Halloween stuff is everywhere right now and so you can’t help but start to get in the mood…though for the record Costco had out Christmas stuff and that did not put me in the mood for that holiday. People ask me what crazy things I am making for Halloween and I usually tell them nothing, which makes them sad so I decided this year to change that. You will really love what is going up Monday, super cute. I’ve already captured the Halloween spirit by buying candy, I am a sucker for all things mini and that’s all Halloween candy is (I especially love the mini gummy bears). And I of course buy candy corn.
I planned on making these cupcakes three times now. It took the third time to make it happen since I ate the first two bags of candy corn before I successfully did not eat the third bag. At first I was going to make candy corn cookies but I couple people were already doing that and so I decided to go in a different direction. Last year I made candy corn ice cream by just using candy corns and whipped cream and so I decided to take that and use that idea and turn it into frosting for cupcakes. That idea turned out to be a good one.

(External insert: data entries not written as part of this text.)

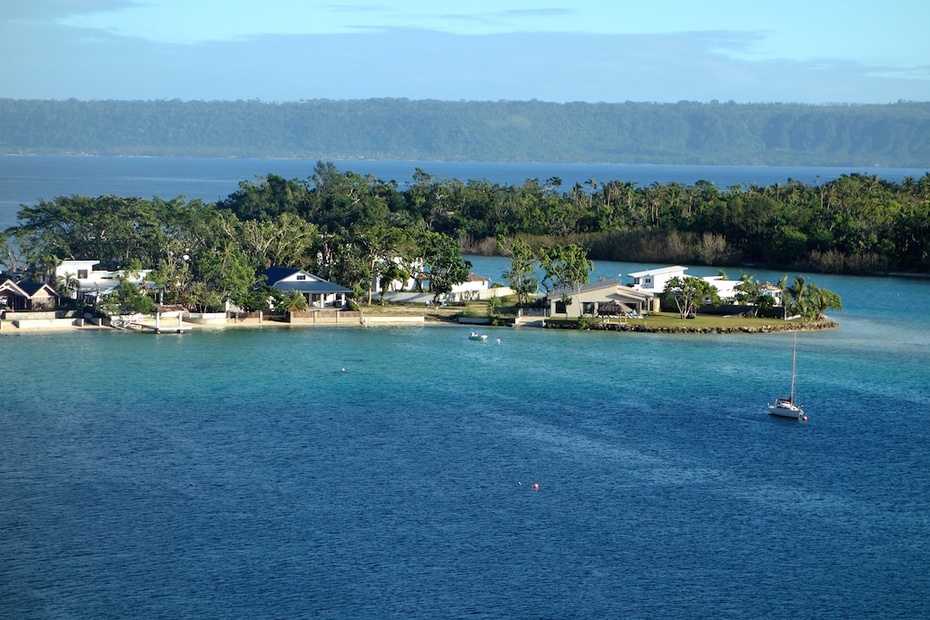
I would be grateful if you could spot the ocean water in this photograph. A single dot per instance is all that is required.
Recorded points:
(27, 179)
(389, 472)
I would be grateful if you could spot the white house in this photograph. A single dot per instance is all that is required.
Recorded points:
(318, 292)
(654, 280)
(593, 298)
(725, 288)
(93, 282)
(470, 289)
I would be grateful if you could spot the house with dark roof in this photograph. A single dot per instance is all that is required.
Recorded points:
(24, 295)
(318, 292)
(605, 298)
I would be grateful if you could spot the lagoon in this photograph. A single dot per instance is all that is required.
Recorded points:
(240, 473)
(26, 179)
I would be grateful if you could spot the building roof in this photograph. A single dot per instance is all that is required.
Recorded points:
(614, 285)
(29, 289)
(657, 271)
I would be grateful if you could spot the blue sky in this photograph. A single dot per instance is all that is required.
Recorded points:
(748, 51)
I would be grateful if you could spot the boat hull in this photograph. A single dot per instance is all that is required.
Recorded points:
(786, 410)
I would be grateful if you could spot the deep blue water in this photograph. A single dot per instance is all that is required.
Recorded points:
(242, 473)
(26, 179)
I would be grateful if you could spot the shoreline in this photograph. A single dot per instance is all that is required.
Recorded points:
(7, 328)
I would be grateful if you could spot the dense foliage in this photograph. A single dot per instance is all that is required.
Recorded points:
(352, 229)
(401, 129)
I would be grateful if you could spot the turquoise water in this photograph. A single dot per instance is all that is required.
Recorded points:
(244, 473)
(26, 179)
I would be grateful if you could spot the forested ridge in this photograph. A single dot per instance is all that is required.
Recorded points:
(428, 130)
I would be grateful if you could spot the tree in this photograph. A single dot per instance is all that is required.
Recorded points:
(819, 300)
(749, 291)
(522, 267)
(293, 301)
(443, 259)
(566, 266)
(689, 293)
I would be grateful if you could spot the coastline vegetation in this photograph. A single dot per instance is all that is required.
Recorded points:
(354, 230)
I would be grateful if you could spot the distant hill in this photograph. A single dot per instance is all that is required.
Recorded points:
(400, 129)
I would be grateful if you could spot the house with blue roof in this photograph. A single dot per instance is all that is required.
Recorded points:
(318, 292)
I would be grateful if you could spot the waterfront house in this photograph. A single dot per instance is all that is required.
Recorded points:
(27, 296)
(318, 292)
(93, 282)
(599, 297)
(653, 281)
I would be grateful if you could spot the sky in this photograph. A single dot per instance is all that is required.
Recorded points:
(747, 51)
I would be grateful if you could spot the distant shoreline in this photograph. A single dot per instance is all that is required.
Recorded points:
(643, 327)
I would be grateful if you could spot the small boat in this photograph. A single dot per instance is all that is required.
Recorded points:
(786, 407)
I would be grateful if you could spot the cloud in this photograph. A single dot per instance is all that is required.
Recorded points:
(428, 64)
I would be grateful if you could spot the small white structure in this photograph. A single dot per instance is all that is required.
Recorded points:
(654, 280)
(470, 289)
(318, 292)
(93, 282)
(591, 298)
(725, 288)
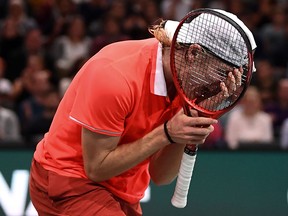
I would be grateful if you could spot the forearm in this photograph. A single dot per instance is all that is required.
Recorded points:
(126, 156)
(164, 165)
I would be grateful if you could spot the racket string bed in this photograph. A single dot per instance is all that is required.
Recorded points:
(207, 45)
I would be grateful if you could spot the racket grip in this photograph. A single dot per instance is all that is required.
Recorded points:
(179, 199)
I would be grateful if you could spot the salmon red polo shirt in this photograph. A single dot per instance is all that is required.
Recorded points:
(120, 91)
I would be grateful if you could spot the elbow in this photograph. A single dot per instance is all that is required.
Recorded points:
(158, 181)
(94, 175)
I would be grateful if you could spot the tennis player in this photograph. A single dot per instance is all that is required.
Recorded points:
(119, 125)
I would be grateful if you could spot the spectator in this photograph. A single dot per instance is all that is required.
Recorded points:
(63, 12)
(18, 14)
(279, 109)
(273, 37)
(284, 135)
(266, 81)
(11, 43)
(111, 32)
(5, 87)
(248, 123)
(93, 12)
(71, 46)
(35, 106)
(9, 126)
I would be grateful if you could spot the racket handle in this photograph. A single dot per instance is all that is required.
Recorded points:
(179, 199)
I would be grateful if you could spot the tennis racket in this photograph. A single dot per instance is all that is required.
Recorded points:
(207, 47)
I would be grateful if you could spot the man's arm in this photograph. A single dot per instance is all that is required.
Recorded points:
(103, 158)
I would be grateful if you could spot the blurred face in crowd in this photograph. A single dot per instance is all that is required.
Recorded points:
(251, 101)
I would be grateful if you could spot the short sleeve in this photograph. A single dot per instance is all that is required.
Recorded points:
(103, 98)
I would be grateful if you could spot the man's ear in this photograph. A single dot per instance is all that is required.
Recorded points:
(192, 52)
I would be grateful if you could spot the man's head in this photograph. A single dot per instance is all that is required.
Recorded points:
(219, 41)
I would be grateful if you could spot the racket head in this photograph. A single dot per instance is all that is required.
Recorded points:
(221, 45)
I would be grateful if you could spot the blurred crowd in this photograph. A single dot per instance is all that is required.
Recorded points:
(43, 43)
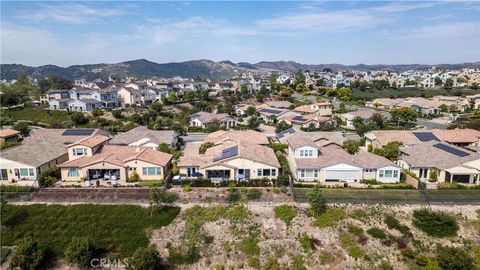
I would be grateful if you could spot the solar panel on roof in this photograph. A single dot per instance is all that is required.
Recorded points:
(227, 153)
(78, 132)
(270, 111)
(451, 150)
(426, 136)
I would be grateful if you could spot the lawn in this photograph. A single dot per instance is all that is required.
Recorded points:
(407, 92)
(118, 229)
(36, 115)
(457, 195)
(361, 195)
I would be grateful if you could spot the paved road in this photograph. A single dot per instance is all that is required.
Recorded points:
(431, 124)
(194, 137)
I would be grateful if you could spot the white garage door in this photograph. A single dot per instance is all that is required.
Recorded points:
(341, 174)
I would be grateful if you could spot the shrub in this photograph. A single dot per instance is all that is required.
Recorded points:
(203, 148)
(316, 201)
(28, 255)
(254, 262)
(326, 257)
(249, 246)
(80, 250)
(271, 264)
(355, 230)
(347, 241)
(134, 177)
(233, 197)
(186, 187)
(285, 213)
(377, 233)
(330, 217)
(436, 224)
(393, 223)
(97, 112)
(305, 242)
(47, 181)
(254, 194)
(452, 258)
(117, 114)
(297, 263)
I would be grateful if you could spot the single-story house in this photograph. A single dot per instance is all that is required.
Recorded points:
(203, 119)
(230, 158)
(113, 164)
(448, 163)
(331, 163)
(42, 150)
(9, 135)
(143, 137)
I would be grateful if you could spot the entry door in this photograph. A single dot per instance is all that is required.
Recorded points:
(423, 173)
(3, 174)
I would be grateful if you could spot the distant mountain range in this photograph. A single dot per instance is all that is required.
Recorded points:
(190, 69)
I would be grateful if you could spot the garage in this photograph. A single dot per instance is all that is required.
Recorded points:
(342, 172)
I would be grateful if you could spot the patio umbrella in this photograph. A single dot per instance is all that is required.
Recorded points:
(240, 176)
(197, 174)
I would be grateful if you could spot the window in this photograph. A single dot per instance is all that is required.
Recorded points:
(306, 153)
(79, 151)
(308, 173)
(26, 172)
(73, 172)
(151, 171)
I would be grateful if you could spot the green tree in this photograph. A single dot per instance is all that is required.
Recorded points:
(344, 93)
(80, 250)
(250, 110)
(78, 118)
(453, 258)
(23, 128)
(281, 126)
(316, 201)
(301, 87)
(254, 122)
(404, 114)
(28, 255)
(172, 97)
(145, 258)
(351, 146)
(449, 83)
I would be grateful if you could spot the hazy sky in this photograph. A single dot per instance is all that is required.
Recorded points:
(369, 32)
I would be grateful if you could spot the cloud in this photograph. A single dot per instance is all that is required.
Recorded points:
(445, 32)
(72, 13)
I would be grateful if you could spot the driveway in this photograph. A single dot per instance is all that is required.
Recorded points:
(439, 123)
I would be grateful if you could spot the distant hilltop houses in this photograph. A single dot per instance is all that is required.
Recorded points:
(130, 91)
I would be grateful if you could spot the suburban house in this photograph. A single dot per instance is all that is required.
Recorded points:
(379, 138)
(364, 114)
(305, 120)
(203, 119)
(143, 137)
(269, 114)
(9, 135)
(92, 159)
(441, 162)
(320, 138)
(310, 162)
(320, 109)
(469, 138)
(44, 149)
(234, 156)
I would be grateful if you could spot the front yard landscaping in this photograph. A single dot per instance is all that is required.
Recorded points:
(115, 229)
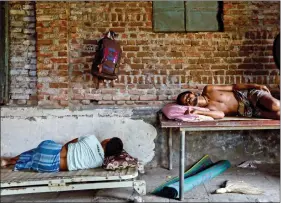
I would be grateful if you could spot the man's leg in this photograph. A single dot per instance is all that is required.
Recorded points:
(269, 114)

These are not overly sweet like you would think. Adding the extra whipped cream at the end helps to mellow out the sweetness but still give the candy corn flavor! I don’t give a recipe for the cupcakes as they are just white cupcakes but do tell you how to make them in the recipe. These are a fun treat for kids and adults alike.
On a side note thanks for the well wishes for my mom, she is doing well. Though going stir crazy already as that woman likes to go, go, go. Bed rest and her are not friends.
Candy Corn Whipped Cream Frosting
3 cups heavy whipping cream (40% works best), divided
1 cup candy corn
1 tsp. cornstarch
1 cup powdered sugar
In a sealable container add candy corn and two cups of heavy whipped cream. Place in fridge for at least 6 hours, but overnight is even better.
Take out of fridge and strain the liquid from the candy corn and place into a stand mixer fitted with the whisk attachment. Whisk on high until it forms stiff peaks. Remove and put in a separate bowl.
Add the remaining heavy cream and cornstarch to bowl and whisk on high, adding the powdered sugar ¼ cup at a time until stiff peaks are formed.
Add the candy corn flavored whipped cream back into the bowl and whisk together on high speed until incorporated.
Keep in fridge until ready to frost fully cooled cupcakes.
This is enough frosting for 12 cupcakes depending how you frost.
To make the cupcakes simply take your favorite white cake recipe or just use boxed white cake. Divide the batter into three parts. Keep one white. Make one yellow with food coloring. Make one orange with food coloring. Layer the colors and bake as directed.